Rapport de la commission d'enquête sur le narcotrafic en France
Le rapport pointe également la multiplication du trafic de cocaïne qui touche aujourd'hui les villes moyennes, voire petites, ainsi que les zones rurales. Le port du Havre et les Outre-mer (Guyane et Antilles), particulièrement touchés, mettent en lumière un nouveau défi auquel les autorités seront confrontées : la multiplication des voies de trafic.
Dès qu’une voie se ferme, une autre s’ouvre : comme un flot qui monte inexorablement, le trafic semble toujours trouver un moyen de s’infiltrer
Rapport de la commission d'enquête sur le narcotrafic en France
C'est pour cette raison que les parlementaires parlent dans leur rapport de "zones de rebonds" pour qualifier les Outre-mer vis-à-vis du narcotrafic. Utilisés comme des "portes vers l'Europe" par les trafiquants, les territoires ultramarins deviennent depuis plusieurs années de réels "lieux stratégiques de transit, de négoce et de stockage pour le cannabis et la cocaïne".
L'espace maritime des Outre-mer permet de transporter de grandes quantités de cocaïne à bord de conteneurs ou de bateaux de plaisance vers l’Europe. Le vecteur aérien est également utilisé pour le transport de cocaïne vers la France, essentiellement par l’intermédiaire de passeurs également appelés les "mules".
Rapport de la commission d'enquête sur le narcotrafic en France
Les parlementaires insistent également sur la sécurité dans les Outre-mer, menacée par le narcotrafic. "Le narcotrafic en Outre-mer a des conséquences désastreuses sur la vie des habitants et sur le niveau global de sécurité dans ces territoires" avance le rapport.
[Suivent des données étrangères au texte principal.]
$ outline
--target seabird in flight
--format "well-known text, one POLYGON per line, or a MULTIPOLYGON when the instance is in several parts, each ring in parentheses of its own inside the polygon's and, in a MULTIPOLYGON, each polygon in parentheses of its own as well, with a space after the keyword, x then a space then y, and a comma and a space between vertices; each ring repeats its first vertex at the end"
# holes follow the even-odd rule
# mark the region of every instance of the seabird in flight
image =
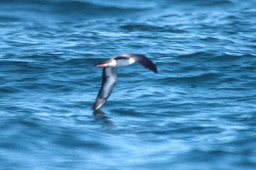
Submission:
POLYGON ((151 60, 144 55, 136 54, 120 55, 94 66, 104 68, 102 72, 101 87, 93 109, 97 110, 103 106, 111 94, 117 79, 117 67, 129 66, 136 62, 154 72, 157 72, 156 66, 151 60))

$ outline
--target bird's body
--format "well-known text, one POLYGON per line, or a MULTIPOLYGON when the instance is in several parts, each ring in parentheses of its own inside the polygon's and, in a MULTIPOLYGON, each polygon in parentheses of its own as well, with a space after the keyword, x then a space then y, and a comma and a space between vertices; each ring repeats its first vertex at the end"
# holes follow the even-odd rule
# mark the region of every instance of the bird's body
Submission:
POLYGON ((155 72, 157 72, 155 64, 146 56, 139 54, 120 55, 95 65, 104 68, 102 72, 101 87, 93 107, 93 109, 97 110, 101 107, 111 94, 117 79, 117 67, 127 66, 136 62, 155 72))

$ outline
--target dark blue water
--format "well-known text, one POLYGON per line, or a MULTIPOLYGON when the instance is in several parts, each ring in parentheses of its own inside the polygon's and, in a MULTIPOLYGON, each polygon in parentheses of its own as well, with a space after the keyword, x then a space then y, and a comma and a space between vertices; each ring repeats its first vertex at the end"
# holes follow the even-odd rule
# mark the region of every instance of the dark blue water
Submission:
POLYGON ((0 169, 256 167, 254 0, 1 0, 0 169), (94 65, 118 70, 100 110, 94 65))

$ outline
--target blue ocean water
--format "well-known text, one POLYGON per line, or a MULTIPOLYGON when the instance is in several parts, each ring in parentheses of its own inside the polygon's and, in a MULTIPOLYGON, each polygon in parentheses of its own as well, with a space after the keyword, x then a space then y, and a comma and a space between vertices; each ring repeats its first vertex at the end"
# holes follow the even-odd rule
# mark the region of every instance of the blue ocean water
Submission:
POLYGON ((253 0, 0 1, 0 169, 256 167, 253 0), (118 69, 91 110, 98 63, 118 69))

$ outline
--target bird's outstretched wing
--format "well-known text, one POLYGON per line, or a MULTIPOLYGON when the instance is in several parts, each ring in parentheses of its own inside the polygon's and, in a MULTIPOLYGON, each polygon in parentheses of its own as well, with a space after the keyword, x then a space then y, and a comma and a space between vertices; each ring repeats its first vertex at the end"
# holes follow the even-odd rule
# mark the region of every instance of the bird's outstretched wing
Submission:
POLYGON ((102 71, 101 87, 92 107, 97 110, 101 107, 109 97, 117 79, 117 68, 105 67, 102 71))
POLYGON ((140 64, 146 68, 157 73, 157 69, 156 65, 149 60, 149 58, 143 54, 129 53, 120 55, 115 57, 116 59, 124 58, 130 58, 135 62, 138 62, 140 64))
Selon les parlementaires, le lien entre le narcotrafic et la "délinquance connexe marquée par une violence exacerbée et des trafics d’armes" serait très étroit.
Une délinquance relevée par la sénatrice de la Martinique Catherine Conconne, membre de cette commission, qui appelle à ce que d'importants "moyens soient déployés" dans les Outre-mer et que "la justice se renforce" pour faire face aux "dégâts incommensurables" de la drogue sur les territoires ultramarins.